- Stable release: 2.7.8 / 2025-06-18
- Written in: Java
- Operating system: Windows, Mac OS X, Linux
- Type: Phylogenetics software
- License: GNU Lesser General Public License
- Website: http://www.beast2.org/
- Repository: https://github.com/CompEvol/beast2

= BEAST 2 =

BEAST 2 is a cross-platform program for Bayesian analysis of molecular sequences. Using MCMC, it estimates rooted, timed phylogenies using a range of substitution and clock models, and a variety of tree priors. There is an associated tool, called BEAUTi, for setting up standard analyses (which are specified using XML). BEAST 2 is a complete re-write of the earlier BEAST program (which is still actively developed and has recently been renamed BEASTX). A notable feature of BEAST 2 is the packaging system which has simplified the process of implementing novel models.

Taming the BEAST is a community driven resource which teaches the use of BEAST 2 and related phylogenetic software.

== BEAUti ==
BEAUti stands for "Bayesian Evolutionary Analysis Utility." It is a graphical user interface (GUI) that is used to create the input files for BEAST 2. It allows users to easily specify the various options and settings for their phylogenetic analysis, such as the data file, the model of molecular evolution, and the prior distributions of model parameters. BEAUti also allows users to specify the parameters for the MCMC analysis, such as the chain length and the sampling frequency. This makes it a user-friendly way to run BEAST 2, as it eliminates the need for users to manually edit XML input files.

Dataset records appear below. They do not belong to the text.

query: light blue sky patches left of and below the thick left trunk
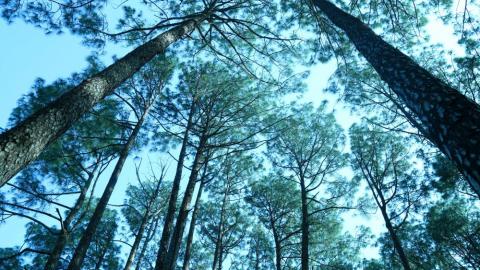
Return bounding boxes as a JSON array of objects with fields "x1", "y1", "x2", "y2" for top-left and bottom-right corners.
[{"x1": 0, "y1": 20, "x2": 132, "y2": 247}]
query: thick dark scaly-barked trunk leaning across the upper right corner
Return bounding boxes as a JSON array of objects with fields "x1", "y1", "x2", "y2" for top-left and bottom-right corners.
[{"x1": 312, "y1": 0, "x2": 480, "y2": 196}]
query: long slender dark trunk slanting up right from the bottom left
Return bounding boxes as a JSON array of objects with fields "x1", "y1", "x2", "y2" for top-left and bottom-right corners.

BEAUti allows users to easily install and manage different packages, such as models of molecular evolution or coalescent models. These packages can be installed directly from within BEAUti. This makes it easier to add new functionality to the analysis without needing to manually download and install the packages.

== CBAN ==
The Comprehensive BEAST Archive Network (CBAN) is the official repository for BEAST 2 packages. Packages in CBAN can be installed via BEAUti out of the box.

== LinguaPhylo ==
A related project is LinguaPhylo (LPhy). LPhy is a probabilistic programming language for defining phylogenetic analyses with a syntax similar to OpenBUGS. It provides a way to generate BEAST 2 XML files (and similar model specifications for other phylogenetics packages) without needing to write the XML by hand.

== StarBEAST ==
StarBEAST (originally *BEAST) is a set of packages for inferring species trees under the multispecies coalescent model, which accounts for incomplete lineage sorting by modelling gene trees as evolving within the branches of a shared species tree. The original method, described by Joseph Heled and Alexei Drummond in 2010, jointly estimates the species tree, divergence times, ancestral effective population sizes and the gene trees. It was extended as a new BEAST 2 package in StarBEAST2 (2017), which added multispecies-coalescent-aware relaxed clock models for per-species substitution rates, and extended in StarBeast3 (2022), which introduced adaptive parallelised inference for data sets of several hundred loci. Reviews of multispecies-coalescent inference describe *BEAST and BPP as "the two Bayesian programs implementing the model in common use".

== MASTER/remaster==
A particularly important package in the BEAST 2 ecosystems is remaster (formerly MASTER). Remaster is a tool for simulating population trajectories and phylogenies from birth-death and coalescent models. It is used in simulation studies to validate novel methodologies.